# in Java Applet jar Files nutzen



## StevieS (29. Mrz 2010)

Hallo zusammen,

ich habe ein Applet das den Bildschirm mit dem Ton (Mikrofon) aufzeichnet. Dazu benutze ich als Bibliotheken die ich in den Classpath importiert habe sound.jar und jmf.jar (Java Media Framework). Wenn ich das Applet unter Eclipse ausführe, funktioniert alles wunderbar. Sobald ich aber das Projekt als jar file selbst exportiere, passiert folgendes:

Das Applet wird zunächst ganz normal im Browser geladen. Sobald ich jedoch die Aufnahme starten möchte, meckert die Konsole das sie keine Aufnahmegeräte finden kann. Dafür wäre eigentlich die jmf.jar verantwortlich über javax.media.CaptureDeviceManager. Aber offensichtlich kann das Applet die jmf.jar nicht finden und die zugehörigen Klassen nicht ausführen. 

Nun also die Frage, was muss ich in Eclipse einstellen, damit in der exportieren jar Datei die inkludierten jar Files des Projekts von den Klassen erkannt und genutzt werden können?

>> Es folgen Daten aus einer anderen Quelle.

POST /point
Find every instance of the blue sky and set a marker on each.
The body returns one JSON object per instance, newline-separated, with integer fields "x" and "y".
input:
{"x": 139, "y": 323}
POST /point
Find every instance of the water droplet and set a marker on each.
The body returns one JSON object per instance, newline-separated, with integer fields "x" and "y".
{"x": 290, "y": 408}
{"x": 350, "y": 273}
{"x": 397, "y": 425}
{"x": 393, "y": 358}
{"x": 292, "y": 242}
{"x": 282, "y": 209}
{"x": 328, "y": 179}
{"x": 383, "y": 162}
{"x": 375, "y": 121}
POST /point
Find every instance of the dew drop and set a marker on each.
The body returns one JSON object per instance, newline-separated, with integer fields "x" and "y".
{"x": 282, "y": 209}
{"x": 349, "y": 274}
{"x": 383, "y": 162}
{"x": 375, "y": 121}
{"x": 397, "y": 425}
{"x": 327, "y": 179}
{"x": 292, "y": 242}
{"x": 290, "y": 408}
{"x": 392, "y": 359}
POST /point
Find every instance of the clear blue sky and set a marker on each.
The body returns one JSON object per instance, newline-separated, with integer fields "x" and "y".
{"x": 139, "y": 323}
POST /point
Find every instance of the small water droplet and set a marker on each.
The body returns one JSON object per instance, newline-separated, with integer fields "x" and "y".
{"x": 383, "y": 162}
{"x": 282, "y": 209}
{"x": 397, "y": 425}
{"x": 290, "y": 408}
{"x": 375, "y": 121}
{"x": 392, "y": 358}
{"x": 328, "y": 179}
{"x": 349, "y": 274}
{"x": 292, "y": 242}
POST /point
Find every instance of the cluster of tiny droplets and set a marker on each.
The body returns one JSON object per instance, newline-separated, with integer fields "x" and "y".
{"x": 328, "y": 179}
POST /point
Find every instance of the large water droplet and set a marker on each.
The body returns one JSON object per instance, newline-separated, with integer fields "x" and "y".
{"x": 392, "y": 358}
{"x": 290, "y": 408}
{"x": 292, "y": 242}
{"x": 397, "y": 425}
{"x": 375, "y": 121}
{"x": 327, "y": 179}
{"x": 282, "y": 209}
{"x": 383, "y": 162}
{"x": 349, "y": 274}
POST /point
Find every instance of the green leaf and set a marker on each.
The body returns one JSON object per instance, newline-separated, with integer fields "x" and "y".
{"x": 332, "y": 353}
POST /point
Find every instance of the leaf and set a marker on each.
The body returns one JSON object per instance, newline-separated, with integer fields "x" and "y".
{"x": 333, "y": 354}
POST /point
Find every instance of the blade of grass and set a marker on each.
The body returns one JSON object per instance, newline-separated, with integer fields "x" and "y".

Das Fat Jar Plugin habe ich bereits ausprobiert, genützt hat es jedoch nichts.


----------



## L-ectron-X (29. Mrz 2010)

http://www.java-forum.org/applets/4482-verweigert-browser-anzeige-java-applets.html
http://www.java-forum.org/applets/16717-applets-webstart-anwendungen-signieren.html

Gibts in der Java-Konsole Fehlermeldungen?


----------



## StevieS (29. Mrz 2010)

Hallo die JAR Files sind signiert und als Fehlermeldung gibt die Konsole das aus, was sie eben ausgeben soll:

java.lang.RuntimeException: Das Audioaufnahmegerät konnte nicht gefunden werden.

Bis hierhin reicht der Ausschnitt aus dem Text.